The UN agency stated that hostilities spilling over into neighbouring countries, are putting an extra four million children at risk.
“The conflict may not have clear boundaries, there may not be headline-grabbing battles, but slowly and surely things have been getting worse for children,.
“It has gone worst as millions of them are now caught up in the centre of this crisis,” UNICEF spokesperson John James said while reacting to the report.
Children living on the frontlines of hostilities between armed groups and national security forces are increasingly in the line of fire, too.
In Burkina Faso, for instance, the number of children killed during the first nine months of 2022 tripled compared to the same period in 2021.
Children are also being recruited by armed groups and forced to fight or support militants in backup role, UNICEF said.
In addition, armed groups in Burkina Faso, Mali and Niger have been directly targeting schools, in an “accelerating attack” on education.
According to the UNICEF report, more than a fifth of schools in Burkina Faso have closed as a result of attacks.
“More than 8,300 schools in those three countries – Mali, Burkina Faso and Niger – are now closed due to violence and insecurity,’’ James told journalists in Geneva.
“That’s teachers who fled the schools, children who are too scared to go to the schools, families who are displaced – that’s buildings that have been attacked and caught up in the violence.’’
Hostilities have already spilled over from the central Sahel into the northern border regions of Benin, Cote d’Ivoire, Ghana and Togo where, UNICEF notes, “children have extremely limited access to essential services and protection”.

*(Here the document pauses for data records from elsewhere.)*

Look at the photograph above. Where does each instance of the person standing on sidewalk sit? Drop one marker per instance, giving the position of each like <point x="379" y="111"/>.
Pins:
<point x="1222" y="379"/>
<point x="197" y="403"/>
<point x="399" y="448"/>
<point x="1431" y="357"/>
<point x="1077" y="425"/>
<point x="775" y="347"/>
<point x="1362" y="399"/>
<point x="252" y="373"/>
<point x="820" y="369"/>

At least 172 violent incidents, including attacks by armed groups, were reported in the northern border areas of the four countries in 2022.
UNICEF explained that the central Sahel suffers from severe food and water scarcity, and that armed groups make survival for civilians even harder by blockading towns and villages and contaminating water points.

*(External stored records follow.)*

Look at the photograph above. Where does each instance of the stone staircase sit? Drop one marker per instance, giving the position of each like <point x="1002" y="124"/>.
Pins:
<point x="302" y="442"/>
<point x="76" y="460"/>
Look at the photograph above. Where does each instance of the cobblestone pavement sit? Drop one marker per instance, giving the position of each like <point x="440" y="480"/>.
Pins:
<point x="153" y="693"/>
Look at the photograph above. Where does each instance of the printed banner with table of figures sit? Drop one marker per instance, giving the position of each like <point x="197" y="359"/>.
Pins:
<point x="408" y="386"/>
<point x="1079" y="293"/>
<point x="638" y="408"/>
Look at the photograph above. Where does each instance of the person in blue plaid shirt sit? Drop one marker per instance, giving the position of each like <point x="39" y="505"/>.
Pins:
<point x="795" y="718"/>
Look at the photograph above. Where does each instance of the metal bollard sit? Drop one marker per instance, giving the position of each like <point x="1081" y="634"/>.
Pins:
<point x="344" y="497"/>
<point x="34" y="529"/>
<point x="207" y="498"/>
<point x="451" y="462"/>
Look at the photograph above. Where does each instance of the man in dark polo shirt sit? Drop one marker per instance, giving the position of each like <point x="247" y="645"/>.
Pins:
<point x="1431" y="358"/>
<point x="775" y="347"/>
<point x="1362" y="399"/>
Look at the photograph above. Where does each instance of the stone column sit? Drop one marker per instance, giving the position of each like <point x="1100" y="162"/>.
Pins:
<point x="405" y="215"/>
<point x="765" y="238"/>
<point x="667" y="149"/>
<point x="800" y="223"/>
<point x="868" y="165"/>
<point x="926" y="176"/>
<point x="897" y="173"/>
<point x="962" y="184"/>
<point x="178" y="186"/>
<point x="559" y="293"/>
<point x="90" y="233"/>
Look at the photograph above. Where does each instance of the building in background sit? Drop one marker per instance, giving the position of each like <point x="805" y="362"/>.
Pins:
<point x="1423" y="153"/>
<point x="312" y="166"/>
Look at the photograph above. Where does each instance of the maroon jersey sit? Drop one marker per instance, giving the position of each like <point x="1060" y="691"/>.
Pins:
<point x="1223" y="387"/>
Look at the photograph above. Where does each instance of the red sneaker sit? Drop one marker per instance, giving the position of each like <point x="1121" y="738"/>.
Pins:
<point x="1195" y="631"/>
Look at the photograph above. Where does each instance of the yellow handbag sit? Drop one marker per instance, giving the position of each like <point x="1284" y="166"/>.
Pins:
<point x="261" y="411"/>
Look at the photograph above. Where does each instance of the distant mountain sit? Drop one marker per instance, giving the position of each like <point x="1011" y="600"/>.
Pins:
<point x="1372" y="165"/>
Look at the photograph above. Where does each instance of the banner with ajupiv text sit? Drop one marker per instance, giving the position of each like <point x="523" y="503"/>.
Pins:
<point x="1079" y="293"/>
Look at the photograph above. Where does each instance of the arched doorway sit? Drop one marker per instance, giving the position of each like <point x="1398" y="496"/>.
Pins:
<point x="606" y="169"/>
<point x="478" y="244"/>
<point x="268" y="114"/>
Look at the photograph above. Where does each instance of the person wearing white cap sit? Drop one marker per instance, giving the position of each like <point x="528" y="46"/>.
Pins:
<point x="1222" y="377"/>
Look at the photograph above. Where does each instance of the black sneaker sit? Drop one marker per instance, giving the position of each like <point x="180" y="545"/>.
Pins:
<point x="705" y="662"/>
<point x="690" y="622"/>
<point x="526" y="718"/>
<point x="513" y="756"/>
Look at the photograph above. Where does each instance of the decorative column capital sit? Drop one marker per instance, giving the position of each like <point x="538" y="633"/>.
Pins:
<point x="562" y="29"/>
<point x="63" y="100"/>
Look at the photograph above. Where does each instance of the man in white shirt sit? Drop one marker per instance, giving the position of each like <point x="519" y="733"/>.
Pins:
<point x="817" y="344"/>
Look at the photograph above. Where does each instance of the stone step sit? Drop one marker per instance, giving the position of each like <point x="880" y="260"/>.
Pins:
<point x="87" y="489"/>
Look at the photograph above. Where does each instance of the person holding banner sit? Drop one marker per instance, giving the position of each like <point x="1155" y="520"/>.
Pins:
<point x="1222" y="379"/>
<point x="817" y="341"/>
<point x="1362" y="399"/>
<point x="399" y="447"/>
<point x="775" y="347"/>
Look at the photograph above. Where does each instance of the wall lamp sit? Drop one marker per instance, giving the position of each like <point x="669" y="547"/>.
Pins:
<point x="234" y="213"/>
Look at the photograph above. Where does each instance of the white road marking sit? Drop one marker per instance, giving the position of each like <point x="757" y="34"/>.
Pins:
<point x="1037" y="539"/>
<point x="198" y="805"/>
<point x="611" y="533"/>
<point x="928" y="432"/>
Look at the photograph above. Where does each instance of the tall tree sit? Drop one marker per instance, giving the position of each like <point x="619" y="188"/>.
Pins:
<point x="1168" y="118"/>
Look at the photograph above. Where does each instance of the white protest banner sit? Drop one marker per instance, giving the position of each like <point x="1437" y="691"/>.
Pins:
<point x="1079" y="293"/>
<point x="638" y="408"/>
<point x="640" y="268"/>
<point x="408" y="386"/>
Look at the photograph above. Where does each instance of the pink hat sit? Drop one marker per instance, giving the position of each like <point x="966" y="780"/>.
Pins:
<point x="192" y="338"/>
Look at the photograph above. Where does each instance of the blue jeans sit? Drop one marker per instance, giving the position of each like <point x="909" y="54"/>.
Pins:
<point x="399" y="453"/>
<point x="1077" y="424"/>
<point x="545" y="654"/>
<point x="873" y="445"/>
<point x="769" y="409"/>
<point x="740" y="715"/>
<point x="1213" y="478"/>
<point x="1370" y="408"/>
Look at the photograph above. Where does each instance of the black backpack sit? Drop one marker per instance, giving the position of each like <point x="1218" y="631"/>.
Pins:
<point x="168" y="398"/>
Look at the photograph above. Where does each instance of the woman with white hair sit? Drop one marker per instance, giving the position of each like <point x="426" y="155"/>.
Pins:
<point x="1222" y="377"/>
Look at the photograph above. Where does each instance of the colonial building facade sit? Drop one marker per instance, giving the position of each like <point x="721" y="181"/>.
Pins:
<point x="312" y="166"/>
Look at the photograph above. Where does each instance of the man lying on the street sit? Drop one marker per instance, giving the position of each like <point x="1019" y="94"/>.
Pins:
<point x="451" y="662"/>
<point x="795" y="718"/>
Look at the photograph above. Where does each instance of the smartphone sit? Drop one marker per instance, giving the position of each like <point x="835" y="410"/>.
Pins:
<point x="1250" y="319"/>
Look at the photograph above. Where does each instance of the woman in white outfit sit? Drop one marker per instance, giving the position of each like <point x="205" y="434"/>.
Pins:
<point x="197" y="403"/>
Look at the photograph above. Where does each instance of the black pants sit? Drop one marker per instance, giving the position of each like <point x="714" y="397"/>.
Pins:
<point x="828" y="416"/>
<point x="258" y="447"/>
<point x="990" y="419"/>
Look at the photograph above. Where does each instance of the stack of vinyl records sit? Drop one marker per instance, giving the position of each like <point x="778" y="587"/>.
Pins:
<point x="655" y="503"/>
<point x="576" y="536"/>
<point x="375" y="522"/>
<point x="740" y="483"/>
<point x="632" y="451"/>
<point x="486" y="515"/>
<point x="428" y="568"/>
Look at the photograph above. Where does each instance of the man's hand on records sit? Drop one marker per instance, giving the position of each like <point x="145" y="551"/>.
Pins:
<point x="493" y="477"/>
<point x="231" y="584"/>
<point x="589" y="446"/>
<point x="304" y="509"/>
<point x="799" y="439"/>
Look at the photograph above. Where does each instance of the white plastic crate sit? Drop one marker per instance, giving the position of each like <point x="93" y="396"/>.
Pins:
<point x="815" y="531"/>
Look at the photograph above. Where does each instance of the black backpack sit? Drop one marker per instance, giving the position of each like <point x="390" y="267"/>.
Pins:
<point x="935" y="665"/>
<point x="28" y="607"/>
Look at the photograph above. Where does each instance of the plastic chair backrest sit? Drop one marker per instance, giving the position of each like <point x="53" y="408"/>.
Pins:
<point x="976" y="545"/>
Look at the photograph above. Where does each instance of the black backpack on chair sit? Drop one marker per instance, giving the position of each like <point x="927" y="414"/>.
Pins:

Fifty-eight water points were attacked in Burkina Faso alone in 2022, close to a threefold increase from the previous year.
Overall, more than 20,000 people in the border area between Burkina Faso, Mali and Niger face ‘catastrophe-level’ food insecurity by June 2023, according to humanitarian assessments.
According to UNICEF, climate shocks are a key factor affecting crops, with temperatures in the Sahel rising “1.5 times faster than the global average”, and “erratic” rainfall which leads to flooding.
The impacts of extreme weather events are an important driver of displacement, with over 2.7 million displaced across the three countries.
Meanwhile, UNICEF underscored that the crisis in the central Sahel remains “chronically and critically underfunded”, with only one third of the required funding received in 2022.
This year, the UN agency has appealed for S$473.8 million to support its humanitarian response in the central Sahel and in neighbouring coastal countries.
UNICEF has also called for “long-term flexible investment” in essential social services and stressed the need to work with communities and young people in the region to ensure a better future for them.